Hara House from exterior

Isamu Murai

And then we have Hara House, a modern A-frame with a capital A in Nigata, Japan, designed by Takeru Shoji Architects. Like most A-frames and most Japanese interior photographs, it is seriously minimal. As Alexandra Lange wrote in Curbed, "Staying low, and furnishing minimally, is the best way to take advantage of an abundance of floor and a pittance of wall."

View of full tent with office

Isamu Murai

Hara House is built out of 5-inch square timbers set 6 feet apart. "That structure creates an image of a large tent; a stiff, yet giving structure that assimilates all human behaviors," said Takeru Shoji Architects in a press release. "Storage, partitions, and private rooms have been removed as much as possible in order to simulate one large open space that adapts to the user’s needs."
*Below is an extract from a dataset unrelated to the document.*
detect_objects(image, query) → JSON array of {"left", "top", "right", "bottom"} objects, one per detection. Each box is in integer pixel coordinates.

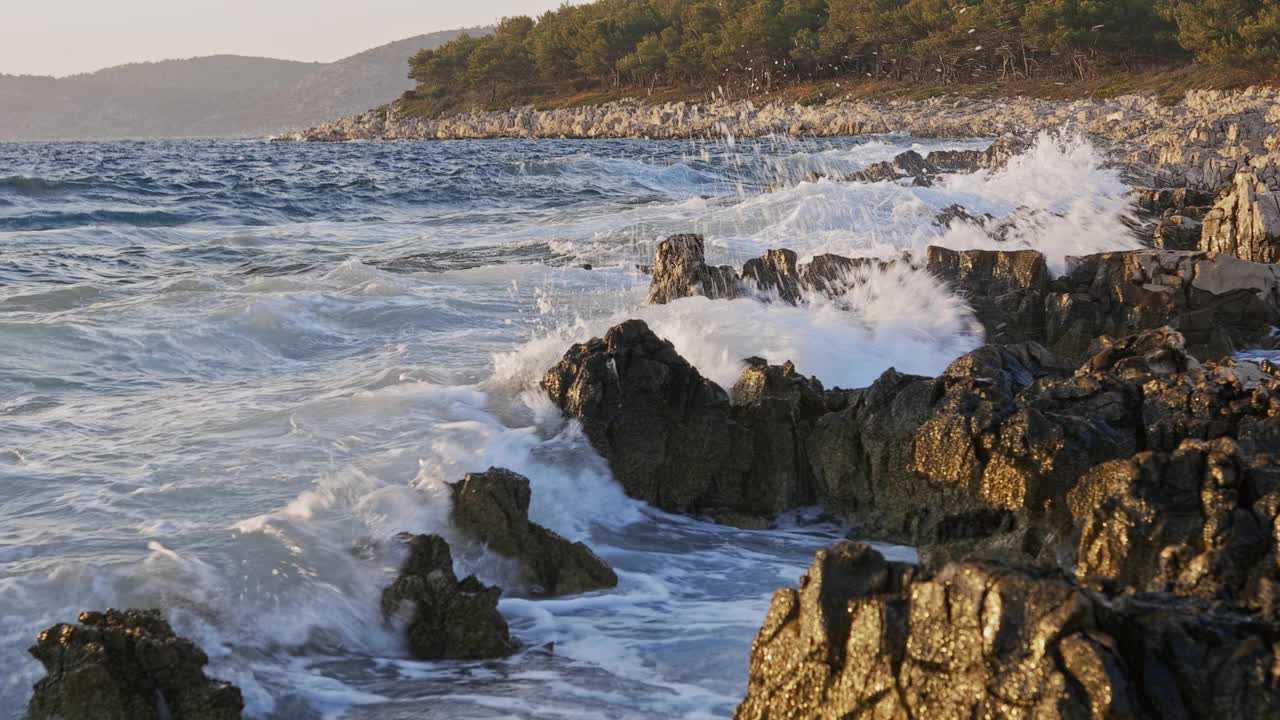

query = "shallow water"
[{"left": 0, "top": 131, "right": 1134, "bottom": 717}]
That makes life easier. As Lange notes, there often isn't much storage.

"In an A-frame, there are few closets, so it must remain eternally Kondo-ed. In an A-frame, there’s little privacy, so the family has to gather around the fireplace or run around outside. Indoor-outdoor living and informal entertaining were the style of the day in the 1950s, as they are now, and you cannot be any other way in an A-frame. Leisure is part of their very character."
Storage under floor

Isamu Murai

There is an interesting storage feature under the living room floor, which is raised to bench height and acts as seating for the dining room. You can't get more minimal than that.

view down from loft

Isamu Murai

Hara House benefits from the fact that it is apparently part of a group of buildings that were already present on-site, including "a parents' house, storage areas, and private rooms." This is probably how it can be so minimal.
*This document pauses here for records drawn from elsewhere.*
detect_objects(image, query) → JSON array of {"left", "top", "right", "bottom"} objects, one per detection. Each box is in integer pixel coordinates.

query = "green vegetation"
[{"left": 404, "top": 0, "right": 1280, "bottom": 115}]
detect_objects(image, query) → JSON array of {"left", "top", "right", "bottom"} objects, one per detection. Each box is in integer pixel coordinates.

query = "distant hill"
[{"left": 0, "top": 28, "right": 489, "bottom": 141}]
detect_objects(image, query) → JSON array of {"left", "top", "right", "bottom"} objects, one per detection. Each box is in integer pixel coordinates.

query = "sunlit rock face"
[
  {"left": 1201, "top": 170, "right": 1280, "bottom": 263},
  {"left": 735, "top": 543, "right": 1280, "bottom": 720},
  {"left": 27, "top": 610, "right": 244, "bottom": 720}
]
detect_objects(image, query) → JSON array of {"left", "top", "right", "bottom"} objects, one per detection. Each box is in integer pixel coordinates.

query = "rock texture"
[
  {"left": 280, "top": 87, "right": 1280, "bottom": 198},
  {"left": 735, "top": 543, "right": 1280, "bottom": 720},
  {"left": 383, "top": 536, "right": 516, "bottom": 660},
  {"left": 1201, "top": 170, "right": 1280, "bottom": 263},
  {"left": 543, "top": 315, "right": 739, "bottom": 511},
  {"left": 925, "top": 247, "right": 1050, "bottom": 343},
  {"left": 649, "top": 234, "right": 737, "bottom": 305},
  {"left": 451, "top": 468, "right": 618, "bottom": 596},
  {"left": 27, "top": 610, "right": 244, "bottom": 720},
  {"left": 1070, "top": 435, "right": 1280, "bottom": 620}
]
"The aim was to create a way of life that is never complete within just this one structure, but rather forms a piece of the greater architecture; a house that is part of a group of buildings," said the architecture firm in a release.

interior with workspace

Isamu Murai

A look at the plan shows it to be dominated by that grid; everything is a multiple of six feet, which makes an awfully tight bedroom. There is also a workspace on top of the bathing area and a kid's bedroom on top of the kitchen.

Plan of building

Takeru Shoji Architects

The bathroom arrangement might look odd to a western eye. You pass through the datsuiba, or changing area, to get to the bedroom and the bathing room, while the toilet is at the other end of the house.
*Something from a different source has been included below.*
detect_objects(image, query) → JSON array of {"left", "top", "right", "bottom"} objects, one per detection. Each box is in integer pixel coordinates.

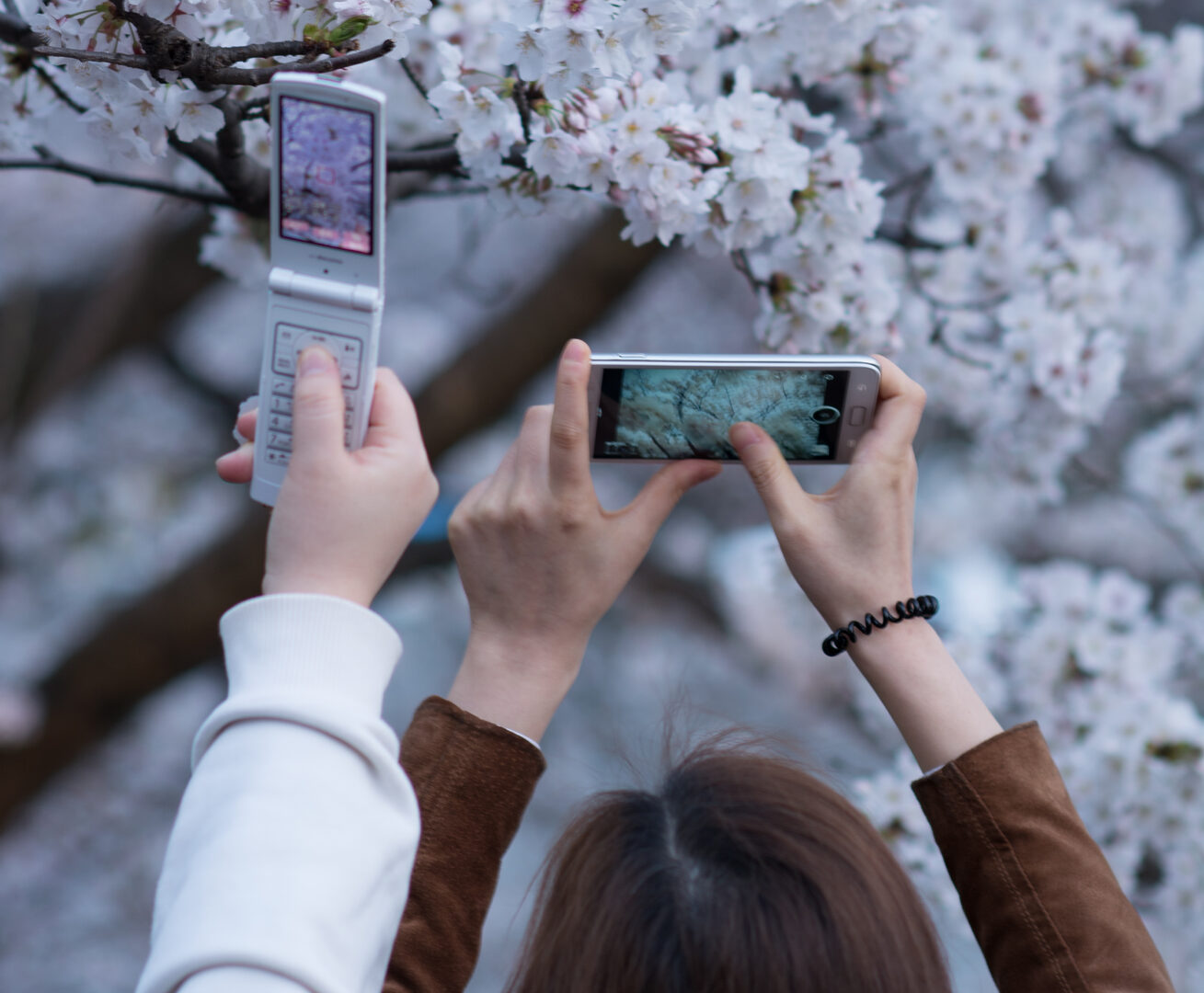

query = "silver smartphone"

view of sliding wall and terrace


There are dormers on the sides, covering exterior terraces, and the A-frame is large enough that there can be full-height walls that slide open on either side of the living area. This is a big A-frame.

Building section

Takeru Shoji Architects

Note how the terraces cantilever out, and how there are actually snow melters built underground at the edges. This is an expensive A-frame.

interior on angle

Isamu Murai

A-Frames were popular because they were cheap and easy to build—Hara House probably was neither. But I have never had much good to say about shipping container homes, and have watched tiny homes get bloated and expensive. Both are pitched as a way to live modestly and inexpensively. And while it is true that an A-frame has a lot of surface area for the volume that is enclosed, it is a great alternative to a little box.

interior with man and TV

Isamu Murai

We have been talking a lot recently about simplicity: "Designing and building as simply as possible" and material efficiency, and "using as few materials as possible to achieve the design." It's time to have another look at the A-Frame: It is simple and efficient and can be gorgeous too.